Fatto sta che lo aspettavamo e dato che siamo lontani anni luce dall'Iowa, ci
siamo persi il lavoro per cui lo conosciamo principalmente. Qualche video su youtube
ha fatto sì però che qualcuna delle presenti "renditions" ci risultassero familiari,
visto che probabilmente il nostro ha continuato nei suoi dintorni a cantare della
vita di tutti i giorni, di una straordinarietà del quotidiano in quella modalità
espressiva tanto più popolare quanto è naturale la raccolta dei prodotti della
terra, dai campi del Midwest alle piantagioni del Sud. Niente di così bucolico
comunque, se ci mettiamo l'inquinamento e il fatto che tanta parte dei nostri
spazi ormai ce li siamo giocati. Ma la forza della musica ci rimane anche per
questo e non è un caso che tanto nel video della hit Healing To Do che
lanciava il penultimo album, come in questo (Busted),
d'inverno o d'estate, degli amici si ritrovano per suonare insieme: qualcosa che
ha un po' un'aria domestica, "downhome" si direbbe, come quel che ne viene fuori,
che è anche il sound di Kilonova.
Sicché come una stella,
questa decina di pezzi splendono di una luce diversa nelle versioni di Whitmore
coi suoi pards, che fanno di questa raccolta una reinterpretazione in chiave del
tutto personale di una track-list che pesca in ciò a cui il nostro è più legato,
una storia musicale soggettiva approdata al momento clou di reinvestire il proprio
patrimonio, trasformandolo in qualcosa di originale. Ecco perché quando ascoltiamo
Fear Of A Trains dei Magnetic Fields come Hot
Blue And Righteous degli ZZ Top, ci ritroviamo una novità da qualcosa
di datato e al contempo un che di vecchio da qualcosa di nuovo. Perché, se ciò
non vale per delle bellissime versioni più in linea con la vena artistica cui
si ispirano (già la nota Busted di Harlan Howard, ma anche Five Feet
High And Rising di Johnny Cash o Run Johnny Run di Jimmy Driftwood)
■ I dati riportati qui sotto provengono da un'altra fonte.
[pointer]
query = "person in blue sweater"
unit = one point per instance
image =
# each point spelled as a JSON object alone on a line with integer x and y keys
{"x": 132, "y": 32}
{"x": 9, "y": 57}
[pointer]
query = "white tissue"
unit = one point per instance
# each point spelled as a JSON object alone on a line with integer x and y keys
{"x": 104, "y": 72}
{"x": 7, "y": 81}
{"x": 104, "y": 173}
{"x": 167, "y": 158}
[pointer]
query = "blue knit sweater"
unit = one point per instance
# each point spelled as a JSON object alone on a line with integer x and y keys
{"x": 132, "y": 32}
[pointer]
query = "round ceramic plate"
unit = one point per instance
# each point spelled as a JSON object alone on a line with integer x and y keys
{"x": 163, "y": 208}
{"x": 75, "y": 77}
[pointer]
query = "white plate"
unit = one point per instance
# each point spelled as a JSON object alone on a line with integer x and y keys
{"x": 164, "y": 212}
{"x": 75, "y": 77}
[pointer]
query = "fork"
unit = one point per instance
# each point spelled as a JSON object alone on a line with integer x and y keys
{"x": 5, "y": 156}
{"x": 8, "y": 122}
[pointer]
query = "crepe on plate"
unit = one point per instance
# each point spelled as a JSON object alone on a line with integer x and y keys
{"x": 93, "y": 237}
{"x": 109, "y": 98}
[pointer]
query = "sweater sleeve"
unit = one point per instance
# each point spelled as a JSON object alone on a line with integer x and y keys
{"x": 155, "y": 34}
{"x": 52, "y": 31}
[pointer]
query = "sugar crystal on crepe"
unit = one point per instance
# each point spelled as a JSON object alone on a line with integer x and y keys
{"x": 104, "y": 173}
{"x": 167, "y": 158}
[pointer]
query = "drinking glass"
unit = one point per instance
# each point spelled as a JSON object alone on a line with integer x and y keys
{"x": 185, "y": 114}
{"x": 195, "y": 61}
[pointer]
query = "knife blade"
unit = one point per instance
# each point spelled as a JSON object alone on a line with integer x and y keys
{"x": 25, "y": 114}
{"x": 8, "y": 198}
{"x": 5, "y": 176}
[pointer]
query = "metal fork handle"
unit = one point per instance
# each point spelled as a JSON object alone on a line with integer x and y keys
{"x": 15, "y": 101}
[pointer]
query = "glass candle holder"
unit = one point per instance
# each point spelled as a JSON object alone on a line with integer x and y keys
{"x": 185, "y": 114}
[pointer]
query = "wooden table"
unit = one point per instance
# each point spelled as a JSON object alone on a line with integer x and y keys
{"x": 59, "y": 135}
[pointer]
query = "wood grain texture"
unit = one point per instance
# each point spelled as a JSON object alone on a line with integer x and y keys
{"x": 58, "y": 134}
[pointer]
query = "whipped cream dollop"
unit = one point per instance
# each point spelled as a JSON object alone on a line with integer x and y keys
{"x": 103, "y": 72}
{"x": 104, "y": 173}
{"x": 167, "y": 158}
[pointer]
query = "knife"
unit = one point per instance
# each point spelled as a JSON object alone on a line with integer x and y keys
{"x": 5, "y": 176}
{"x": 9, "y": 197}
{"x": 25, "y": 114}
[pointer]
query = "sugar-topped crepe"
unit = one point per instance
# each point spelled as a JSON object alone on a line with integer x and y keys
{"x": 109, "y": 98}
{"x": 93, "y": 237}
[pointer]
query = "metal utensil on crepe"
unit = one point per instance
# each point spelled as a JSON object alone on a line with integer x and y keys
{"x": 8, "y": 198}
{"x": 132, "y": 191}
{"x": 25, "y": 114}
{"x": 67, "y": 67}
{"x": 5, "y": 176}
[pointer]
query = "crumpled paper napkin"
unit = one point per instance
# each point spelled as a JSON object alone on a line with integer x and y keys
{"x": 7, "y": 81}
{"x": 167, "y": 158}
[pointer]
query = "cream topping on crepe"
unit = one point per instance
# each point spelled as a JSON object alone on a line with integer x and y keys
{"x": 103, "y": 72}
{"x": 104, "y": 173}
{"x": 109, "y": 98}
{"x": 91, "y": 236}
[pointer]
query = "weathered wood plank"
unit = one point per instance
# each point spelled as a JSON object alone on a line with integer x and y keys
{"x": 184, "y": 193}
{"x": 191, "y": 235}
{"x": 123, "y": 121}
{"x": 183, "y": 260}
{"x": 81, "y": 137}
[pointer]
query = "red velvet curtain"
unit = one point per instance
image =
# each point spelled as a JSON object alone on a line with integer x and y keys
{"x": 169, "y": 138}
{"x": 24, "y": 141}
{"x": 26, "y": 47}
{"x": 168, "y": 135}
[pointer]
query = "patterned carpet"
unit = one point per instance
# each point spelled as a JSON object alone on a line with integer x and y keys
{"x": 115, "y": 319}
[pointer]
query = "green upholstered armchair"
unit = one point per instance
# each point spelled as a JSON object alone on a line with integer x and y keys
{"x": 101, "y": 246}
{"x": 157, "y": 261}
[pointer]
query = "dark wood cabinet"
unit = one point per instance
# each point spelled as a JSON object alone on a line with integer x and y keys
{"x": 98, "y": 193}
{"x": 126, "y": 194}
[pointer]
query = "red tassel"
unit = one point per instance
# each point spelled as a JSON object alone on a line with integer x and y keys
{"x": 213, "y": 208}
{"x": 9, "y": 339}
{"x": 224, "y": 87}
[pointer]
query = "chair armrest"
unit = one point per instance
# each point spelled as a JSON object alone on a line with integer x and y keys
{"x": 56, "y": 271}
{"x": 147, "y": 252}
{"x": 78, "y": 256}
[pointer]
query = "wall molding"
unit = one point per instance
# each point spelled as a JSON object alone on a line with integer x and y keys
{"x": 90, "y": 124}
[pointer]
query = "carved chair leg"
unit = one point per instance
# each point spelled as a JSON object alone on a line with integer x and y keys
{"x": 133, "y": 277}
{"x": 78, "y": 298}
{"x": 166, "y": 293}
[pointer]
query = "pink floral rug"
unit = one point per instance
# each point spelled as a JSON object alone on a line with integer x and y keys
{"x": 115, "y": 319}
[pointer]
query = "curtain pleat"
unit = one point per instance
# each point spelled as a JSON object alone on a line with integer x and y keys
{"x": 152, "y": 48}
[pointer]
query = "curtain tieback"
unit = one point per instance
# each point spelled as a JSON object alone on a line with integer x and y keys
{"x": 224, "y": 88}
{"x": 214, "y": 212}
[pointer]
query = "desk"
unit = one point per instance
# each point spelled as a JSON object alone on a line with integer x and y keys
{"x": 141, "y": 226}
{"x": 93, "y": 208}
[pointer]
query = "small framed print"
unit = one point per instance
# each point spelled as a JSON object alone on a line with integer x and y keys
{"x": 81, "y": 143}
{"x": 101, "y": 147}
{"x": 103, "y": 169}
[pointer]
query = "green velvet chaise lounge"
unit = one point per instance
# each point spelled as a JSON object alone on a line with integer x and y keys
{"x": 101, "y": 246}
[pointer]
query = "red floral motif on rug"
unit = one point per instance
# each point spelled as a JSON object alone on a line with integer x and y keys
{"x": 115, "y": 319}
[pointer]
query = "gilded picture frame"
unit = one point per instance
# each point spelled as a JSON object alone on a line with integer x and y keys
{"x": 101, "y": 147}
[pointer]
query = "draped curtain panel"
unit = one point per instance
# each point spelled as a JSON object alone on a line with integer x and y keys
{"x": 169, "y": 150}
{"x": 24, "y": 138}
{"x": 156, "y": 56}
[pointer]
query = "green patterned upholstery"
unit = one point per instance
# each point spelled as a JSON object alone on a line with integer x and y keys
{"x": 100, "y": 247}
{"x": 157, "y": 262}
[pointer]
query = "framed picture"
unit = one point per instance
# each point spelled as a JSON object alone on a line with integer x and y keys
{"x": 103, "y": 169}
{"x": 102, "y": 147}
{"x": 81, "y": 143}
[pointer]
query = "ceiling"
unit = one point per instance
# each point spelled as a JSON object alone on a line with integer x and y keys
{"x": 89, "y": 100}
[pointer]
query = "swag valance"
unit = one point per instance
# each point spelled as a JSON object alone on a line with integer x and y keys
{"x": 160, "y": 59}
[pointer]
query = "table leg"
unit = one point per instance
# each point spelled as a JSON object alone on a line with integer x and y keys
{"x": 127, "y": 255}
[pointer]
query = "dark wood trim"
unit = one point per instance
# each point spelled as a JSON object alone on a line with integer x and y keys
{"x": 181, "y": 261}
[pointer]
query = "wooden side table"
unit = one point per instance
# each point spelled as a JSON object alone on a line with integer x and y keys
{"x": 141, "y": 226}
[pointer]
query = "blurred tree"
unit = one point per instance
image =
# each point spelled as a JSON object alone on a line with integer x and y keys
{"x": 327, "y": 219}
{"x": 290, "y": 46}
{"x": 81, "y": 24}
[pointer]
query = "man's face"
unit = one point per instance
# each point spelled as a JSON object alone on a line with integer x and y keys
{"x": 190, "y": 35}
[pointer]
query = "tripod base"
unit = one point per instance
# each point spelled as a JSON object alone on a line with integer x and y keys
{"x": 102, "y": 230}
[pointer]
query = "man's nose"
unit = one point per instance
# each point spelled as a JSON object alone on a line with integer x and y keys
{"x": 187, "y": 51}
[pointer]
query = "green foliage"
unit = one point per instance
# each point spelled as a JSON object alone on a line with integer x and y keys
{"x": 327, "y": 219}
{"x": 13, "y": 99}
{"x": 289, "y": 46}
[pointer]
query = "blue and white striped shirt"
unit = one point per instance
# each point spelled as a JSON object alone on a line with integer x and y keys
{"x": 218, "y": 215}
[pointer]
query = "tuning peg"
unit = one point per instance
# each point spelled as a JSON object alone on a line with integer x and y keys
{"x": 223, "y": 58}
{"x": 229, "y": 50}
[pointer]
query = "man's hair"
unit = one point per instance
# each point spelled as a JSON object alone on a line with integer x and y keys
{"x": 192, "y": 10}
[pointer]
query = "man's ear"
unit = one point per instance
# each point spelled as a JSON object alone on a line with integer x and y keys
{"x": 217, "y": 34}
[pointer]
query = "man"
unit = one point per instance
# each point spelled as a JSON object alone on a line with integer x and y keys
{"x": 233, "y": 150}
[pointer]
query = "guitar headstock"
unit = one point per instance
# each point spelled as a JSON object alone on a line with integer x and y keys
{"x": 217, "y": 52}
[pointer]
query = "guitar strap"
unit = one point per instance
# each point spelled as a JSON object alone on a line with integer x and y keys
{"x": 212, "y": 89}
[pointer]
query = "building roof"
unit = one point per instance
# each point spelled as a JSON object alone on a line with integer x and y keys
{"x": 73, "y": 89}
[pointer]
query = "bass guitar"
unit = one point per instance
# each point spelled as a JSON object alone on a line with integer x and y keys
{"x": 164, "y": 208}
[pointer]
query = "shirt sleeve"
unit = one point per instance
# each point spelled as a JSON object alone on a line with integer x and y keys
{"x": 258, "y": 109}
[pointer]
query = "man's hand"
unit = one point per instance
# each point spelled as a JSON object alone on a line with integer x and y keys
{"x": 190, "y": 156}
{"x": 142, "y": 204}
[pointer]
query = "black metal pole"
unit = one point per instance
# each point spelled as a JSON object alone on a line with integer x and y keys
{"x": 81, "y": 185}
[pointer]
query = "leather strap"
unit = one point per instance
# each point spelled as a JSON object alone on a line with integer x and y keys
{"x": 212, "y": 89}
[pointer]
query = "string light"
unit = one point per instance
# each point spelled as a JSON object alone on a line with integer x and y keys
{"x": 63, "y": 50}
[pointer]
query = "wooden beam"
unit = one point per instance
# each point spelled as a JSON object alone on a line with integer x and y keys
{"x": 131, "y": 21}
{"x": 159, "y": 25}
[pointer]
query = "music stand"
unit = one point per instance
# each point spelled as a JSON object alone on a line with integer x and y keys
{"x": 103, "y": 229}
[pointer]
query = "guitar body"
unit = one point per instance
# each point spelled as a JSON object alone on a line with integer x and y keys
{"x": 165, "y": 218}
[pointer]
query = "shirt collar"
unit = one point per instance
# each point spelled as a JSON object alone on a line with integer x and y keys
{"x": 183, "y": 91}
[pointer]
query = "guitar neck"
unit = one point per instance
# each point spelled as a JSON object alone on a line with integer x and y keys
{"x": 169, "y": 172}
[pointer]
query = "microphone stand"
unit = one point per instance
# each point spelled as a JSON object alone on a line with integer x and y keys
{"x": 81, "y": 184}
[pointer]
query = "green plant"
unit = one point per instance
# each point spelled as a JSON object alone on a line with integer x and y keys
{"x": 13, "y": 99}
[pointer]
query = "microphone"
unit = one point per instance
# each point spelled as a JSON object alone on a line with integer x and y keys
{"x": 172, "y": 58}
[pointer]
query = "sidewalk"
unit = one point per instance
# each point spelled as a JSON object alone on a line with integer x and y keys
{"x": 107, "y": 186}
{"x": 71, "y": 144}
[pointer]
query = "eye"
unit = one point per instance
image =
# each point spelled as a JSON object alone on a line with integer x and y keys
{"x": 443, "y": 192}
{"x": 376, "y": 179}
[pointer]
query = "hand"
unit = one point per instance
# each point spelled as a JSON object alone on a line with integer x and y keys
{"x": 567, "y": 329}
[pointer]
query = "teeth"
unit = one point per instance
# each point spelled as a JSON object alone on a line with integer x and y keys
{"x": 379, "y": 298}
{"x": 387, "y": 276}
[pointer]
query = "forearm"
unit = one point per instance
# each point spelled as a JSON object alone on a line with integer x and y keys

cose come pure Don't Pray On Me dei Bad Religion
trovano una dimensione arcaica e mai artefatta, si evolvono pur tornando alla
dimensione embrionale e originaria da cui avrebbero potuto nascere (e sono indirettamente
nate) quale evoluzione di un repertorio popolare statunitense.
E finché
i nuovi poteri lo consentiranno, da un meltin'pot internazionale per cui continua
a ruggire la voce di Whitmore, come il fantasma di un nuovo hobo americano. Ce
lo ricorda la sua firma con la chicagoana Bloodshot e un disco di rinate canzoni,
niente affatto il ritorno di un signor nessuno.